Saturday, January 12

Place after Mobility?

The one inconvenient thing about geography is that it imposes limitations on us. Each of us only has the capability of being in one place at one time, and traveling between places requires a payment in time and energy. Because of these barriers between different places, each place has had the ability to grow in its own distinct way. Human cultures, just like natural ecosystems, need to have a little space of their own without much interference to be able to uniquely flourish and evolve. (Linguists know that mountainous areas have generated a plurality of different languages, while the plains have been far more linguistically homogeneous). The historical correlation between limitation of mobility and cultural uniqueness seems to be set in stone.

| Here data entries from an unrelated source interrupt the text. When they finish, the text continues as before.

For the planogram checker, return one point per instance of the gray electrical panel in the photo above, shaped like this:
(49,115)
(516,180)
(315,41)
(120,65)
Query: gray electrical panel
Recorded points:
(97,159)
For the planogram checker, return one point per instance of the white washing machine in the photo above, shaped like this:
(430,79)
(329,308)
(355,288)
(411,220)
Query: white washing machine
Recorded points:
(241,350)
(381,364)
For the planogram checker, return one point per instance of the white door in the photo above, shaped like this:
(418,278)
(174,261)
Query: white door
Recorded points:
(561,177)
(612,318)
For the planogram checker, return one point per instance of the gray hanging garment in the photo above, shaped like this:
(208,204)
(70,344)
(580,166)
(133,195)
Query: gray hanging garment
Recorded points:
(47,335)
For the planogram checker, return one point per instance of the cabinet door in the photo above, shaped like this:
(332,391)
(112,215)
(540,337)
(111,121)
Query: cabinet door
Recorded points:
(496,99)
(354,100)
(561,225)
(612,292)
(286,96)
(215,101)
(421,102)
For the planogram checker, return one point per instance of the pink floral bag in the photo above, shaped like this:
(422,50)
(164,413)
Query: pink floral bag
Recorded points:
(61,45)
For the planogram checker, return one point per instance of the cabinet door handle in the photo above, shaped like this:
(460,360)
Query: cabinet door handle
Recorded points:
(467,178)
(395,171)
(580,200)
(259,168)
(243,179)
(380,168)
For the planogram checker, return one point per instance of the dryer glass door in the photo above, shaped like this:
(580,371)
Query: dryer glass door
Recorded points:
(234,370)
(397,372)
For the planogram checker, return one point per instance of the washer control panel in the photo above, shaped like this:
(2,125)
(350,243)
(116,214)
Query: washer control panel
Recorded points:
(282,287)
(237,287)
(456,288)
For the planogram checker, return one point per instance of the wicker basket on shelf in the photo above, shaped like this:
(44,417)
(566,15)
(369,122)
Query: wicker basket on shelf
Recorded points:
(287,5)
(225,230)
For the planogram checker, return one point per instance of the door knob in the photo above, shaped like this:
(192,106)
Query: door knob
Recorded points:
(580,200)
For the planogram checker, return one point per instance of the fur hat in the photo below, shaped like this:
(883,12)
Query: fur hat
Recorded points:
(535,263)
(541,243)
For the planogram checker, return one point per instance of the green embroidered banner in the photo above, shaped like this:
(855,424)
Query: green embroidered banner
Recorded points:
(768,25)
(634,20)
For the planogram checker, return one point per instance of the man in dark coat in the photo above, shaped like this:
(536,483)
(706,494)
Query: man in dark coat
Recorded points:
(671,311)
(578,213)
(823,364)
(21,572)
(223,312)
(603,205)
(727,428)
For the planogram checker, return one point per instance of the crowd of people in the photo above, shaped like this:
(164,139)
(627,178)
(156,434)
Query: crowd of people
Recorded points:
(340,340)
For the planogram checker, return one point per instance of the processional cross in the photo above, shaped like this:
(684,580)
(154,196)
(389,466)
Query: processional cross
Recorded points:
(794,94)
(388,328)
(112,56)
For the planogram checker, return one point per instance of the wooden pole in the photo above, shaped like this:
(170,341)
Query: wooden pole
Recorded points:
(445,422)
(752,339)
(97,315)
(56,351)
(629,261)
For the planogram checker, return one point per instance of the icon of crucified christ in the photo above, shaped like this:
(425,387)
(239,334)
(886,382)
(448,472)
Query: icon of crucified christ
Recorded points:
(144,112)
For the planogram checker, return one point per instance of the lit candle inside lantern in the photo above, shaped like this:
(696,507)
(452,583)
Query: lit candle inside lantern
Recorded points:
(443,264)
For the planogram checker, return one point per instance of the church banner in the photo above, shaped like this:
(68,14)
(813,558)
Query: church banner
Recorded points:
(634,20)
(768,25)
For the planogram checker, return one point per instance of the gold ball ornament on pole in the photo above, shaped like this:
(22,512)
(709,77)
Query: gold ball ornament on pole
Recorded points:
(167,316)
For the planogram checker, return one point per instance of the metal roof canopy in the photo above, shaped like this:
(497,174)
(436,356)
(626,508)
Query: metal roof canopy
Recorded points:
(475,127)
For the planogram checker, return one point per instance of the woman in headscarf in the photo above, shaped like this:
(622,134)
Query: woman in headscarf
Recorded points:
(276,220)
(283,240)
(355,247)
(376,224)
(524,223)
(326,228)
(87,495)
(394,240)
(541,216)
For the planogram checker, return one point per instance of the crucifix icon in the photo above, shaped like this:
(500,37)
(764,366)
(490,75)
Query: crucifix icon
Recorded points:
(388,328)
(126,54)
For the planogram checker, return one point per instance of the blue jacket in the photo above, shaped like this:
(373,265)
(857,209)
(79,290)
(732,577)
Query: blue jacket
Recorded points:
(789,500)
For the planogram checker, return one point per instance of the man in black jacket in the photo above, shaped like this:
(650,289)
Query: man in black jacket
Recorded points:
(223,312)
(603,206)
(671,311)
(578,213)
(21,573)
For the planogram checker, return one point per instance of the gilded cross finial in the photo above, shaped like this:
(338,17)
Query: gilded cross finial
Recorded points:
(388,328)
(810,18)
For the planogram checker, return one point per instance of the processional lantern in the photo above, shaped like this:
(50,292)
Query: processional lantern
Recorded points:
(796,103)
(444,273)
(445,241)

But the modern world is intent on solving the problems of limitation. Technological advances in transportation and communications have essentially been eating away at the barriers between places for centuries. The liberalism of our political order, both right and left, highly values personal autonomy and freedom. We have fought hard for our ability to make our own decisions, and this includes the decision to move to a different place and join a different community. I don't want to make light of these achievements, and I realize that I am fully a product of this world. The freedom of geographical mobility is near to the heart of our shared value system.

However, there has been a persistent uneasiness about our power to defeat the limitations of location. We complain about the McDonaldization of cultures, the lack of care for the natural environment, the aesthetic monotony of suburban sprawl, and the economic hegemony of the various Walmarts. Sure, there may be Philly cheesesteaks, Boston clam "chowda", Cincinnati chili and the like, but these foods are available anywhere. I once knew of a N.Y. bagel shop that imported New York tap water in for an authentic experience. These last vestiges of local food identities have become more of a marketing gimmick than anything else. While we fight to transcend place itself, we often lament the loss of a sense of place. Communitarian philosopher Michael Walzer has written,

"Americans apparently change their residence more often than any people in history ... The sense of place must be greatly weakened by this extensive geographical mobility, although I find it hard to say whether it is superseded by mere insensitivity or by a new sense of many places. Either way, communitarian feeling seems likely to decline in importance. Communities are more than just locations, but they are more successful when they are permanently located."

Can we have our cake and eat it too? Can we possess the freedom of movement, not to mention the near universal availability of information, without letting local color bleed at all? I doubt it, but I'm certainly open to any ideas for how this could happen.